Pedágio em todas pistas da Castelo

http://www.miltonjung.globolog.com.br/Rodoanel%20Paulista.jpg

A partir de dezembro, taxa da marginal vai cair e pista expressa passa a pagar, ambas R$ 2, 70

Felipe Grandin, JT

felipe.grandin@grupoestado.com.br

A partir de dezembro, todos os motoristas que passarem pela Rodovia Castelo Branco pagarão pedágio na altura do km 18, em Osasco, sentido interior, e do km 20, em Barueri, sentido capital. Atualmente, a cobrança é feita apenas nas marginais, mas será estendida para as pistas expressas, por onde rodam 120 mil automóveis diariamente, em média.

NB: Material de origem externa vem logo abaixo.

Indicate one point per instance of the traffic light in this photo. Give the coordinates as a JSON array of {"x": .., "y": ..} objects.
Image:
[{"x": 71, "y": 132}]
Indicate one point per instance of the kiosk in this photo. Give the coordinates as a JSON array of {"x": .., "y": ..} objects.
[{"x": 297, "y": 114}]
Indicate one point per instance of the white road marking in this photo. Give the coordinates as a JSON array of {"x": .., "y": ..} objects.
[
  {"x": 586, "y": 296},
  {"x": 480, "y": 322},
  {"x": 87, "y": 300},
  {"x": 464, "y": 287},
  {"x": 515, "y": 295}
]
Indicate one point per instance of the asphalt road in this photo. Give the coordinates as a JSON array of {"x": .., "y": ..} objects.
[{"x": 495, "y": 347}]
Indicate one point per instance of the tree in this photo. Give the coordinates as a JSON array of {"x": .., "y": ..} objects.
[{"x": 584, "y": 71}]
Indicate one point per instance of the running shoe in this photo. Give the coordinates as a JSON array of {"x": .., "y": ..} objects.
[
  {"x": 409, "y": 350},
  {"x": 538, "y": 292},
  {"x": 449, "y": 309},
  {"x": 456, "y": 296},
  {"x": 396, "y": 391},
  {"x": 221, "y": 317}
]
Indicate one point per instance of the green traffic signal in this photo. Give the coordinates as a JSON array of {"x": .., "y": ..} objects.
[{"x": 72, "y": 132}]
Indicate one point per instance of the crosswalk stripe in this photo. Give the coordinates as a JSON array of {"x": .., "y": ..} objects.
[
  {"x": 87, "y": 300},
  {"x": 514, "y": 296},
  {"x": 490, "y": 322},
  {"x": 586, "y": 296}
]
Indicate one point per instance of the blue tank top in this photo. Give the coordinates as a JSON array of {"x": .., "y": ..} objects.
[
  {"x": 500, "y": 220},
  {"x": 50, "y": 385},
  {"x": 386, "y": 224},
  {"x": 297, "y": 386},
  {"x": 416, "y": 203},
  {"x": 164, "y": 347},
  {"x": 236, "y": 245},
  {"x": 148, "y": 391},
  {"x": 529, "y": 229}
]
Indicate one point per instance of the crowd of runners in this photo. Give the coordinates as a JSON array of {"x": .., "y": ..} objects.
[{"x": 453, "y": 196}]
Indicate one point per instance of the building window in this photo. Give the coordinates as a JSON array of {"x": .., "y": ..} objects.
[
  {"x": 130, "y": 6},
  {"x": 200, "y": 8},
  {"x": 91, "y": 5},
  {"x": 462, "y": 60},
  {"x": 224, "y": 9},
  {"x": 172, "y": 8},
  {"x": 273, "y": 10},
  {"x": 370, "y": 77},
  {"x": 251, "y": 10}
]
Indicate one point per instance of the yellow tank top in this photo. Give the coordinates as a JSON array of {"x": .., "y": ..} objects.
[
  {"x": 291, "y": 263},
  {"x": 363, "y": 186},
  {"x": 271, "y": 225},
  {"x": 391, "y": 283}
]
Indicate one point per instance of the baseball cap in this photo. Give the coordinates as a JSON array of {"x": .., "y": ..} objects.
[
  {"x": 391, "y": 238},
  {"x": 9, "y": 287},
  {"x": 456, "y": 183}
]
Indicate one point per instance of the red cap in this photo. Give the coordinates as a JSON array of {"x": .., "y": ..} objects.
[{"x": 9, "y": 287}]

O valor da tarifa, em compensação, passará de R$ 6,30 para R$ 2,70. Também será reduzido o pedágio de quem vai para o interior. No posto do quilômetro 33, em Itapevi, o preço cairá de R$ 10,80 para R$ 5,40. A cobrança começará após a conclusão das obras de melhoria do acesso à rodovia.

O projeto inclui a construção de outra ponte no Cebolão, de novas pistas em um trecho da Marginal do Tietê e a ampliação do trevo para o município de Jandira.

A proposta foi autorizada pela Agência de Transporte do Estado (Artesp) como compensação pelo investimento feito pela Companhia de Concessões Rodoviárias (CCR) – que explora as concessões da Castelo (ViaOeste) e da Anhanguera-Bandeirantes (Autoban). A concessionária estima gastar R$ 179 milhões nas obras de ampliação e outros R$ 63 milhões nas praças de coleta. A área de concessão da empresa também foi estendida para abranger parte das Marginais do Tietê e do Pinheiros.

Apesar do novo pedágio, ainda pode restar uma dívida para o governo estadual. Segundo a Artesp, as mudanças são suficientes para cobrir os custos da concessionária, mas a ViaOeste discorda. A empresa afirma que espera uma receita extra de R$ 197 milhões até o fim do contrato, em dezembro de 2022. E que restaria, portanto, uma diferença de R$ 45 milhões em relação ao investido.

“Somos credores da Artesp”, afirma Francisco Mendes de Moraes Neto, diretor da ViaOeste. “Considerando os investimentos e as tarifas, houve um desequilíbrio financeiro”, disse.

Para não aumentar o preço do pedágio, uma das formas de pagar a diferença seria aumentar o prazo do contrato. Mas isso já foi feito 2006, quando foi ampliado em 4 anos e 9 meses. Outra possibilidade é reduzir a outorga – valor pago pela empresa anualmente para manter a concessão.

“Acredito que será a forma escolhida, pois não há impacto para os usuários”, disse Moraes Neto. Segundo ele, no entanto, não há pressa para fazer o acerto. “Quando é uma concessão de longo prazo, não faz tanta diferença.”

A Artesp afirmou em nota que “o projeto não gerará desequilíbrio financeiro”. A empresa garantiu que “não haverá comprometimento da outorga devida ao Estado, que permanecerá sendo paga integralmente”.

Quando as pistas marginais foram inauguradas em 2001, com pedágio, houve resistência dos usuários. Algumas associações de moradores do entorno da rodovia chegaram a contestar a cobrança na Justiça. Na época, o governador Mário Covas (PSDB) justificou a tarifa afirmando que só pagaria quem quisesse, já que a pista expressa era gratuita.

Segundo a Artesp, pesquisas de opinião mostraram que os usuários da Castelo Branco estariam dispostos a pagar pela melhoria do acesso à rodovia.